The dates, locations, and reasons for relocations were collected primarily from laureate biographies on the Nobel Prize website , with information gaps filled in from other references. Each entry includes place of birth, place of death (if applicable), and where the person was living when awarded the Nobel. Other common relocation highlights include moving during childhood, attending an undergraduate or graduate institution, starting a job, and taking a sabbatical. The map includes only changes in location (so, for example, all schools and some workplaces for Alexei Abrikosov are not listed because he stayed in his hometown of Moscow for 63 years), with exceptions for recognizing Nobel-related milestones and place of death. The term secondary job is used when a laureate holds long-term positions at multiple institutions; temporary guest-researcher positions are not included.

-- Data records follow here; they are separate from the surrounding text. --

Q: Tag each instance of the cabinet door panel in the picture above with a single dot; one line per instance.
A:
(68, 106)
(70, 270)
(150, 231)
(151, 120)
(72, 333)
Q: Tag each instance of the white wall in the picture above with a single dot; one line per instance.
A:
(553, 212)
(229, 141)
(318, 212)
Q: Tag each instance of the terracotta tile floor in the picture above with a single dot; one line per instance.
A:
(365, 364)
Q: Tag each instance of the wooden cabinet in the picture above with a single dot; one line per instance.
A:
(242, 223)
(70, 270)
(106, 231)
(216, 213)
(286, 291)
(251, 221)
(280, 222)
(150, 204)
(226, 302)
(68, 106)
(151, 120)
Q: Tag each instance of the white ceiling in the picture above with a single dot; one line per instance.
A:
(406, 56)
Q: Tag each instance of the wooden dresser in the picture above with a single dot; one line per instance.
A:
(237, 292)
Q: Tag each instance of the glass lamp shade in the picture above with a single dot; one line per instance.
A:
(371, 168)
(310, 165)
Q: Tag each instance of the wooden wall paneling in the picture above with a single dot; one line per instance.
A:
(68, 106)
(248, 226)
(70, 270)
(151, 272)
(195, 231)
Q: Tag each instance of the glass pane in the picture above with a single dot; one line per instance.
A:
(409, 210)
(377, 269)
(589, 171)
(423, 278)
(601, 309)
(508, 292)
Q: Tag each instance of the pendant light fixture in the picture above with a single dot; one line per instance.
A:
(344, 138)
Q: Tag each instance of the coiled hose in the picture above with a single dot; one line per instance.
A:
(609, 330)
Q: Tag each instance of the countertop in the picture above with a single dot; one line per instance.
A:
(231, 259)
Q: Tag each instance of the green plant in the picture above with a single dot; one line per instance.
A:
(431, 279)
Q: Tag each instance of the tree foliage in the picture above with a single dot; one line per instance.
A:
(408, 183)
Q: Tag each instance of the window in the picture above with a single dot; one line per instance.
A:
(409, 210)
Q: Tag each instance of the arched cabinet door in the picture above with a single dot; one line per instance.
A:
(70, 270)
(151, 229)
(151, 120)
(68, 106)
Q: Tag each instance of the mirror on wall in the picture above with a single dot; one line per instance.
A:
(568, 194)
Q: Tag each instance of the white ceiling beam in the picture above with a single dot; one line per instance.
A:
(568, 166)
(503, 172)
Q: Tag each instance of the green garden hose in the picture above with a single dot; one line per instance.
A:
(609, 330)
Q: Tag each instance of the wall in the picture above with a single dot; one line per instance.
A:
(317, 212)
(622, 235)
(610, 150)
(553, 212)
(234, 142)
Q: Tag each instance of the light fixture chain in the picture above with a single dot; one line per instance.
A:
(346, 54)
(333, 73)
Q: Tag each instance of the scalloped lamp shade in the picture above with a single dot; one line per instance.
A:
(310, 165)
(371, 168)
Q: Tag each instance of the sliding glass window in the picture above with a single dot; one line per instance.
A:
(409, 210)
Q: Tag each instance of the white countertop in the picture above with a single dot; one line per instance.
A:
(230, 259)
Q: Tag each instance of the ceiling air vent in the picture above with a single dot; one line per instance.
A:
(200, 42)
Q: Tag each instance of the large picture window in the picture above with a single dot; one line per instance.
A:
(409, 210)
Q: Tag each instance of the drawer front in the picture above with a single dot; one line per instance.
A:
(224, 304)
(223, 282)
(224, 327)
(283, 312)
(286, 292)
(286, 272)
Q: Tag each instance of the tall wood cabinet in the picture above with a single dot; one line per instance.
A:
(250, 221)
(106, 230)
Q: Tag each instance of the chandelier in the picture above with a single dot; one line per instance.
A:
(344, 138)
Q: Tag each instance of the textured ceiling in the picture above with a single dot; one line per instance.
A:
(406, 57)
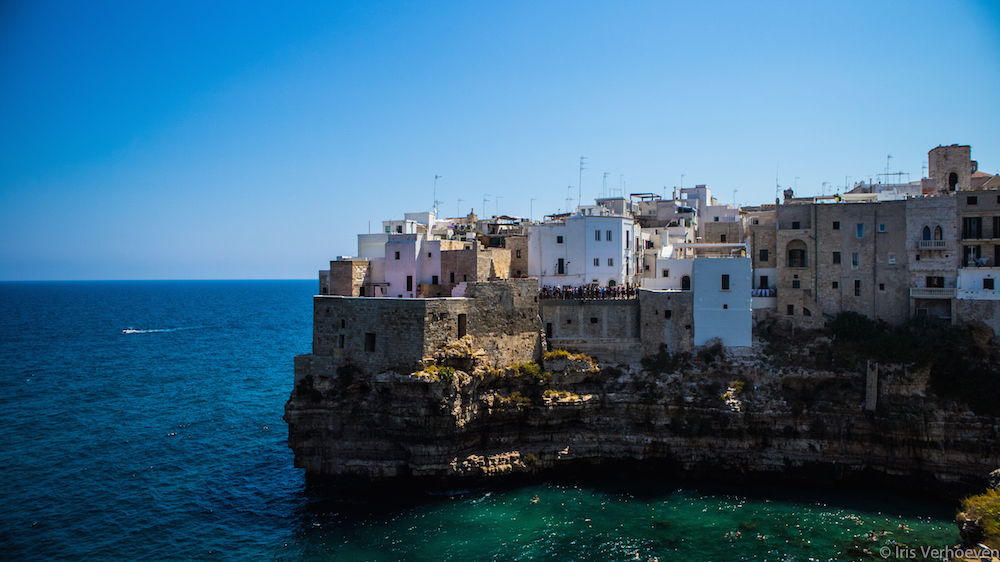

All told, the 206 physics laureates lived or worked in 415 cities. The most frequented locales are Cambridge, Massachusetts; New York City; Princeton, New Jersey; Cambridge, UK; and Berkeley, California. Koshiba has traveled more among higher-education institutions, jobs, and sabbaticals than any of his fellow prizewinners; Becquerel and Pierre Curie stayed closest to home.

In exploring the laureates chronologically, the increasingly international reach of science is clear (see also Physics Today’s 2017 analysis of the geographic diversity of those nominated for the physics prize). And the effects of the world wars are apparent and long-lasting. Recipients including William Lawrence Bragg (1915 laureate) and Louis Néel (1970) were pulled away from their permanent positions for wartime work or military service. Albert Einstein (1921), James Franck (1925), and others were forced out of their jobs and fled their home countries as refugees. Many of the displaced never returned to their prewar homes: Ferdinand Braun (1909), for example, was traveling in the US at the outbreak of World War I and died in New York after several years of exile from his home in Strasbourg, France. Similarly, some recent laureates were children around the time of World War II and were forced to relocate with their families, and Arno Penzias (1978) was evacuated without his parents to the UK as part of the Kindertransport. Later this week, Physics Today will take a deeper look at the displacement of German scientists in the 1930s.